| Literature DB >> 20811594 |
Bart M Demaerschalk1, Terri-Ellen J Kiernan.
Abstract
Objective. The objective was to define and evaluate a role for the Vascular Neurology-Nurse Practitioner (VN-NP) in the delivery of telemedicine consultations in partnership with a vascular neurologist. Methods. Prospective stroke alert patients at participating hospitals underwent a two-way audio video telemedicine consultation with a VN-NP at a remotely located stroke center in partnership with a vascular neurologist. Demographic information, National Institutes of Health Stroke Scale (NIHSS) scores, diagnoses, CT contraindications to thrombolysis, thrombolysis eligibility, and time interval data were collected. The inter-rater agreement between VN-NP and vascular neurologist assessments was calculated. Results. Ten patients were evaluated. Four were determined to have ischemic stroke, one had a transient ischemic attack, two had intracerebral hemorrhages, and three were stroke mimics. Overall, three patients received thrombolysis. The inter-rater agreement between VN-NP and vascular neurologist assessments were excellent, ranging from 0.9 to 1.0. The duration of VN-NP consultation was 53.2 +/- 9.0 minutes, which included the vascular neurologist supervisory evaluation time of 12.0 +/- 9.6 minutes. Conclusion. This study illustrated that a stroke center VN-NP, in partnership with a vascular neurologist, could deliver timely telemedicine consultations, accurate diagnoses, and correct treatments in acute stroke patients who presented to remotely located rural emergency departments within a hub and spoke network. VN-NPs may fulfill the role of a telestroke provider.Entities:
Year: 2010 PMID: 20811594 PMCID: PMC2929495 DOI: 10.1155/2010/507071
Source DB: PubMed Journal: Int J Telemed Appl ISSN: 1687-6415
Demographic information, diagnoses, and thrombolysis eligibility.

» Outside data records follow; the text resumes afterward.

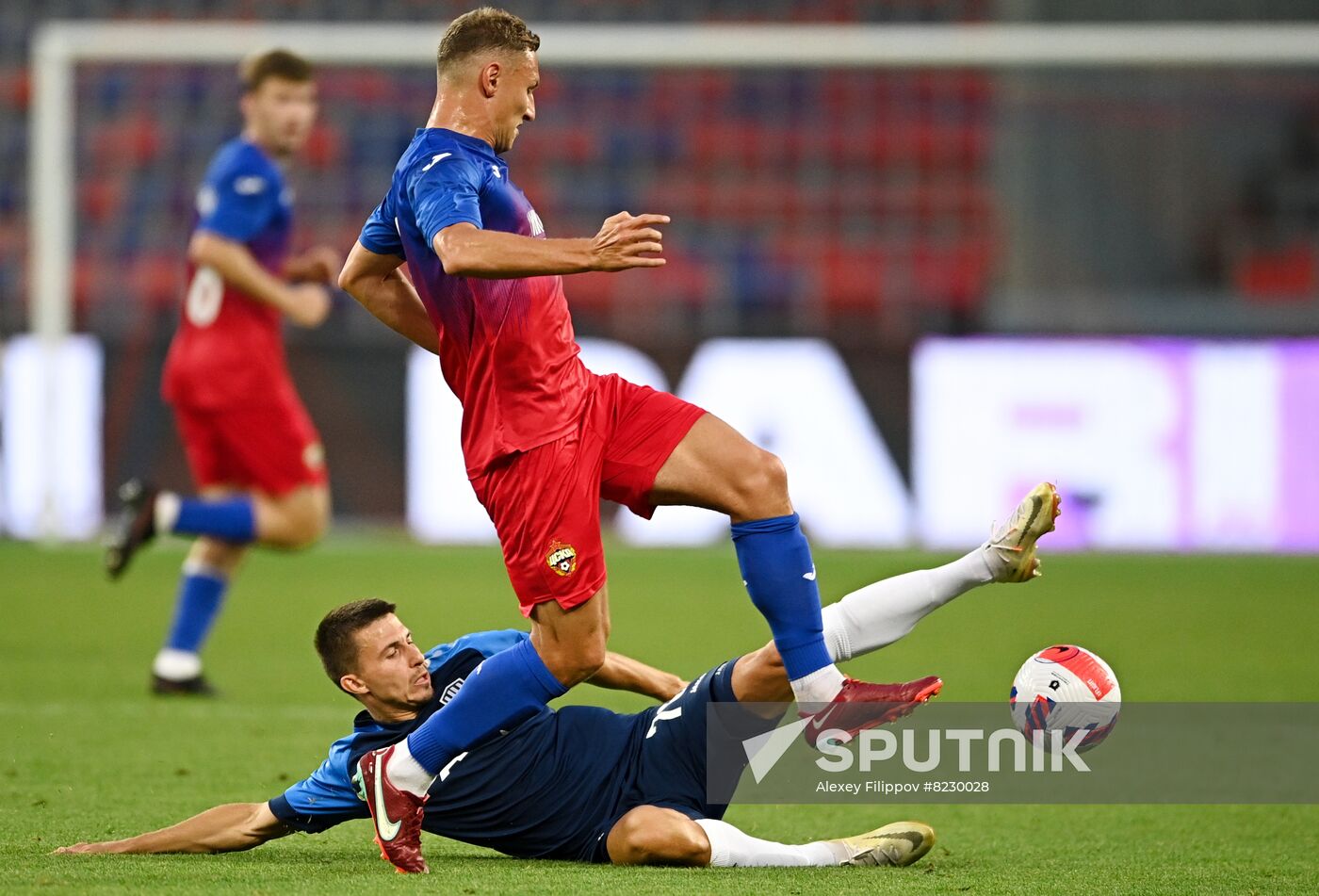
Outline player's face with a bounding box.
[355,613,434,710]
[243,78,317,155]
[492,50,541,153]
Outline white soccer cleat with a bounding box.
[983,481,1062,582]
[830,821,934,867]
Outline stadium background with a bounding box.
[0,0,1319,893]
[8,0,1319,520]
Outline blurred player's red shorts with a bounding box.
[472,375,706,616]
[174,395,327,497]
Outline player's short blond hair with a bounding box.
[238,50,316,93]
[435,7,541,75]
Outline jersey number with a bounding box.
[646,692,682,739]
[184,268,224,327]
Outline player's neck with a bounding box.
[426,93,495,146]
[362,699,416,725]
[241,126,289,164]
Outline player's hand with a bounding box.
[591,211,669,270]
[284,246,343,284]
[284,284,330,327]
[50,843,109,855]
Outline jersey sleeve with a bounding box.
[269,739,370,834]
[426,628,531,668]
[357,199,403,256]
[197,155,284,243]
[409,153,481,247]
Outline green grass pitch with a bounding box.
[0,537,1319,895]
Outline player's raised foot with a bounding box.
[105,479,159,579]
[830,821,934,867]
[353,744,430,873]
[983,481,1062,582]
[802,676,943,747]
[152,673,218,697]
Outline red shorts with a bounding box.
[174,398,329,497]
[472,375,706,616]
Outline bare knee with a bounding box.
[606,806,709,866]
[731,446,792,521]
[537,632,607,688]
[187,536,247,576]
[256,488,330,550]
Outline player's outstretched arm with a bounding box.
[187,230,330,327]
[56,803,291,855]
[587,650,687,701]
[339,243,439,355]
[434,211,669,280]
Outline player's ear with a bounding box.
[480,62,502,99]
[339,672,370,697]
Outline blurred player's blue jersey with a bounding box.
[270,630,740,862]
[164,138,293,411]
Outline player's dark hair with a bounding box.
[316,597,397,694]
[238,50,316,93]
[435,7,541,73]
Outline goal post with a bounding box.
[18,20,1319,536]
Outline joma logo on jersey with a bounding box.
[439,678,467,706]
[545,541,577,576]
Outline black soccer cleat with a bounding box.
[152,673,219,697]
[105,479,159,579]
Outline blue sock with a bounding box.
[732,513,834,681]
[165,563,228,653]
[171,495,256,544]
[408,642,567,774]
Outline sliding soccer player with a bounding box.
[105,50,340,694]
[339,7,1044,870]
[58,483,1058,871]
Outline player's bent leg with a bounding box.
[252,484,330,550]
[649,415,844,704]
[531,584,610,688]
[649,413,792,523]
[151,538,247,697]
[606,806,709,867]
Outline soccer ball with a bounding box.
[1008,643,1122,752]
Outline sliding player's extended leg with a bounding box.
[732,481,1061,704]
[607,806,934,869]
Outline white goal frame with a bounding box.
[27,20,1319,339]
[14,20,1319,534]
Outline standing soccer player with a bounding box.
[339,7,942,871]
[106,50,340,694]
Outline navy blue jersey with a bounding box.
[270,630,772,862]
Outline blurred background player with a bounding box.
[339,7,936,867]
[105,50,340,694]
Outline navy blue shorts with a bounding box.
[593,659,778,862]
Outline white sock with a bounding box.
[823,547,993,662]
[385,741,435,797]
[155,492,182,534]
[789,660,843,704]
[152,646,202,681]
[696,818,844,869]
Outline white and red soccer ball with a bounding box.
[1008,643,1122,752]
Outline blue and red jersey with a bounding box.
[162,138,293,411]
[359,128,590,477]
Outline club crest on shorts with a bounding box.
[545,541,577,576]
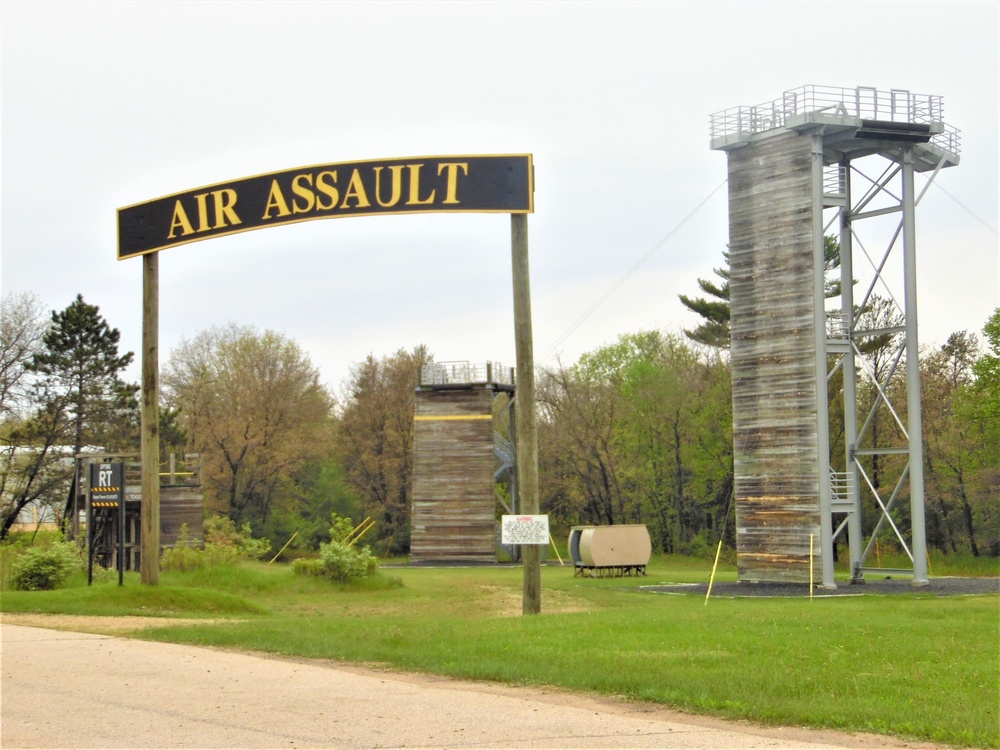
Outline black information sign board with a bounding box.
[118,154,534,260]
[87,461,125,586]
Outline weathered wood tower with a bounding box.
[711,86,958,587]
[63,453,205,570]
[410,362,514,563]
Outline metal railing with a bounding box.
[420,362,514,385]
[710,84,960,155]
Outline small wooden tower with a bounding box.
[410,362,514,563]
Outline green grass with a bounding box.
[2,557,1000,747]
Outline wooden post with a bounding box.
[510,214,542,615]
[139,253,160,586]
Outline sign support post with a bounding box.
[139,252,160,586]
[510,214,542,615]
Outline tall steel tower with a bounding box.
[711,85,959,588]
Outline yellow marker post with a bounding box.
[705,539,722,607]
[549,534,566,565]
[809,534,815,601]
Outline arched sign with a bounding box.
[118,154,541,614]
[118,154,534,260]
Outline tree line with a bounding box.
[0,290,1000,555]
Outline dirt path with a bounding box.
[0,615,952,750]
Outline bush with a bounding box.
[10,542,80,591]
[160,516,271,571]
[205,516,271,560]
[292,557,323,577]
[319,540,378,583]
[292,513,378,583]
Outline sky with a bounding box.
[0,0,1000,400]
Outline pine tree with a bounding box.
[30,294,139,453]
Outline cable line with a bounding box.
[540,180,726,359]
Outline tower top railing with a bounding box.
[710,84,960,156]
[420,362,514,385]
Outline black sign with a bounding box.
[118,154,534,260]
[90,462,125,508]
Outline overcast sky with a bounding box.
[0,0,1000,390]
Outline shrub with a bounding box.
[10,542,80,591]
[292,513,378,583]
[292,557,323,577]
[160,523,205,572]
[160,516,271,571]
[319,540,378,583]
[205,516,271,560]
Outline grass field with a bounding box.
[2,558,1000,747]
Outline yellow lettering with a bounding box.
[212,188,243,229]
[292,173,316,214]
[194,193,210,232]
[375,164,403,208]
[167,200,194,239]
[406,164,437,206]
[438,161,469,203]
[264,180,291,221]
[316,169,340,211]
[340,169,371,208]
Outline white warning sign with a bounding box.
[500,516,549,544]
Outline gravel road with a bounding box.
[0,615,952,750]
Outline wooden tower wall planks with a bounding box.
[728,133,820,581]
[410,384,496,563]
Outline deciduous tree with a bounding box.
[162,324,332,530]
[338,345,432,553]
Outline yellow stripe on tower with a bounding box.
[413,414,493,422]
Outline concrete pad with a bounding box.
[0,623,933,750]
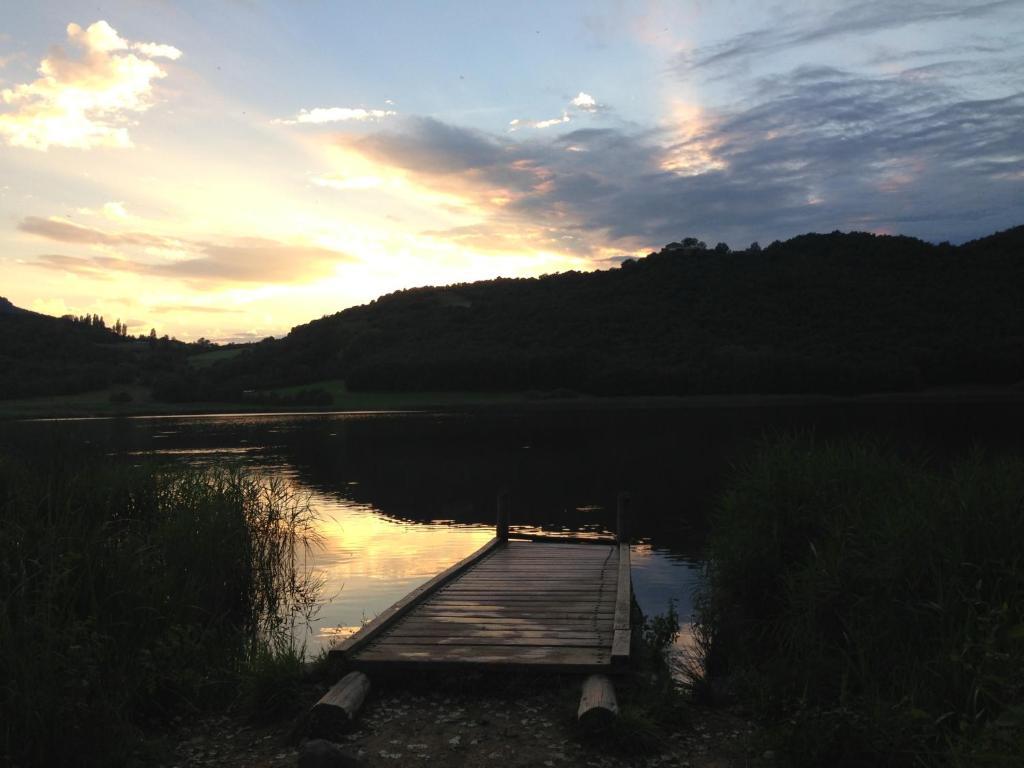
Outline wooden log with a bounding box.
[309,672,370,739]
[577,675,618,730]
[496,490,512,542]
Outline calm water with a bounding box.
[12,404,1024,650]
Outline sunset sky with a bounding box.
[0,0,1024,340]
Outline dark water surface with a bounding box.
[19,403,1024,650]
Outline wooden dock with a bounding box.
[333,501,632,673]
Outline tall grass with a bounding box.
[698,436,1024,765]
[0,447,316,765]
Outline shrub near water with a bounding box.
[698,437,1024,765]
[0,455,315,765]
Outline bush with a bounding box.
[0,451,316,765]
[698,437,1024,765]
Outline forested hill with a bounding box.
[0,297,195,399]
[209,226,1024,396]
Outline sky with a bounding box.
[0,0,1024,341]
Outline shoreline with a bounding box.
[6,388,1024,422]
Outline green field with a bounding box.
[188,347,242,368]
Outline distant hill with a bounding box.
[203,226,1024,397]
[0,296,29,314]
[0,297,192,399]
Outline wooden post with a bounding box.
[615,490,630,544]
[495,488,512,542]
[577,675,618,730]
[309,672,370,739]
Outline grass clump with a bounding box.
[697,436,1024,766]
[0,446,316,765]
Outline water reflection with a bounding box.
[301,493,494,648]
[16,403,1024,649]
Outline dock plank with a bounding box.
[346,540,631,672]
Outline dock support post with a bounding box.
[577,675,618,730]
[495,488,512,542]
[615,490,630,544]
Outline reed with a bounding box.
[0,446,317,765]
[697,435,1024,766]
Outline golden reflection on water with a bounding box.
[299,492,495,653]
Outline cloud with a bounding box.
[17,217,174,247]
[337,67,1024,249]
[272,106,398,125]
[18,216,352,286]
[0,20,181,152]
[354,118,505,175]
[677,0,1021,74]
[508,91,604,133]
[148,304,244,314]
[569,91,598,112]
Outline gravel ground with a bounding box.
[144,678,772,768]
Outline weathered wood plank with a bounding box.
[611,542,633,664]
[396,613,614,633]
[424,592,615,608]
[330,538,506,656]
[431,587,617,602]
[359,644,609,665]
[374,635,608,649]
[509,530,615,547]
[381,624,613,643]
[350,534,630,672]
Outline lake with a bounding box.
[12,402,1024,651]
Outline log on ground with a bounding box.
[309,672,370,739]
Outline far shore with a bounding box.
[0,388,1024,421]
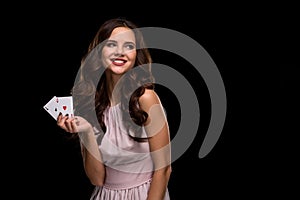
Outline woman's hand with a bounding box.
[57,114,92,133]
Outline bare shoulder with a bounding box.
[139,89,160,107]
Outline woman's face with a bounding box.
[102,27,136,75]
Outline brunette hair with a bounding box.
[72,18,154,132]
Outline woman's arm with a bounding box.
[57,115,105,186]
[140,89,172,200]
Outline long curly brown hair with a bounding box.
[72,18,154,132]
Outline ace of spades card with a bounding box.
[44,96,74,120]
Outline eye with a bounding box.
[125,44,135,50]
[105,42,116,47]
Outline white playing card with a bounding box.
[44,96,59,120]
[44,96,74,120]
[56,96,74,117]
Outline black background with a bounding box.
[3,2,299,200]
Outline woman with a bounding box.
[57,18,171,200]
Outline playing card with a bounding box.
[44,96,74,120]
[56,96,74,117]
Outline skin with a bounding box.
[57,27,171,200]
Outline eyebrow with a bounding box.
[107,40,135,45]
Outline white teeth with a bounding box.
[114,60,124,63]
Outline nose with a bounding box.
[115,46,124,56]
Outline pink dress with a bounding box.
[90,104,170,200]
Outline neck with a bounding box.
[105,71,122,105]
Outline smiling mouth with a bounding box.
[112,59,127,66]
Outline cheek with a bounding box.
[127,51,136,61]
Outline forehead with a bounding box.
[109,27,135,42]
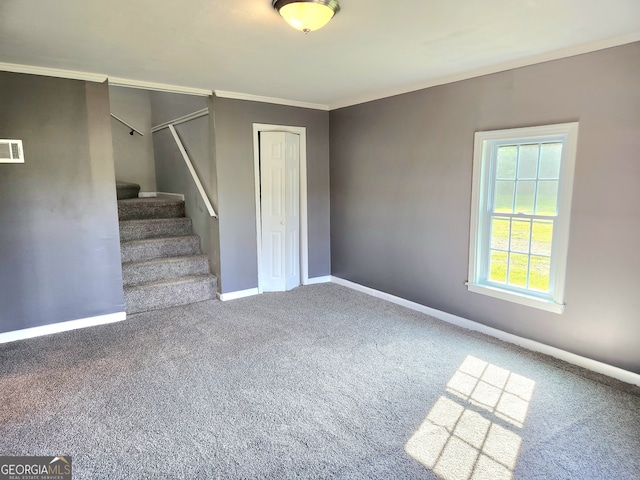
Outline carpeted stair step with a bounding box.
[116,180,140,200]
[120,217,193,242]
[122,255,209,287]
[118,197,185,221]
[120,235,200,263]
[124,275,216,314]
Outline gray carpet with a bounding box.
[0,284,640,480]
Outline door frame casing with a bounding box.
[253,123,309,293]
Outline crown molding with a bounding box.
[0,62,211,97]
[329,32,640,110]
[0,62,107,83]
[109,77,212,97]
[213,90,329,111]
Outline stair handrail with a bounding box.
[151,107,209,133]
[111,113,144,137]
[167,124,218,218]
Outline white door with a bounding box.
[260,132,300,292]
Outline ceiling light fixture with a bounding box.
[273,0,340,33]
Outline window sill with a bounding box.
[467,283,564,314]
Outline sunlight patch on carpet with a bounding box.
[405,355,535,480]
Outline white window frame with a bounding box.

| VN-NP Telemedicine Algorithm ( | |
|---|---|
| Gender (% Female) | 50.0 |
| Age (Mean, Years) | 70.8 |
| NIHSS Score (Mean) | 11.6 |
| Ischemic Stroke (%) | 40.0 |
| Intracerebral Hemorrhage (%) | 20.0 |
| TIA (%) | 10.0 |
| Stroke Mimic (%) | 30.0 |
| CT contraindication to thrombolysis (%) | 20.0 |
| Thrombolysis Administered (proportion of consultations) | 30.0 |
VN-NP and Vascular Neurologist Inter rater Agreement.
| Assessment | Kappa (95% CI, if applicable) |
|---|---|
| NIHSS Score | 0.859 (0.734 to 0.984) |
| Stroke Diagnosis | 1.0 |
| CT contraindication to thrombolysis | 1.0 |
| Thrombolysis eligibility | 1.0 |
Consultation time intervals.
| Time Interval | VN-NP Telemedicine Algorithm (mean and standard deviation, minutes) |
|---|---|
| Onset to Door | 32.3 ± 20.5 |
| Onset to Call | 42.8 ± 21.2 |
| Onset to Lab | 110.5 ± 12.0 |
| Onset to Decision | 112.6 ± 31.1 |
| Onset to rt-PA | 159.0 ± 8.5 |
| Door to Call | 19.6 ± 18.7 |
| Door to Consent | 39.8 ± 26.0 |
| Door to Lab | 75.0 ± 32.4 |
| Door to Neuro Exam | 54.2 ± 15.1 |
| Door to CT Reading | 78.2 ± 23.4 |
| Door to Decision | 69.6 ± 9.6 |
| Call to Consent | 21.0 ± 10.8 |
| Call to Neuro Exam | 31.5 ± 11.5 |
| Call to Decision | 53.2 ± 9.0 |
| Consent to Neuro Exam | 9.0 ± 16.8 |
| Consent to Decision | 30.7 ± 19.3 |
| Consent to rt-PA | 67.0 ± 30.5 |
| Decision to rt-PA | 45.5 ± 21.9 |
Definitions: Onset:stroke symptom onset time or the time the subject was last known to be at baseline state; Door:emergency department triage time; Lab:time lab results reviewed; Decision:time that thrombolysis eligibility was determined; rt-PA:time of IV rt-PA administration; Consent:time of subject or representative written consent; Neuro Exam:time that the NIHSS evaluation started; CT Reading:time that CT was interpreted.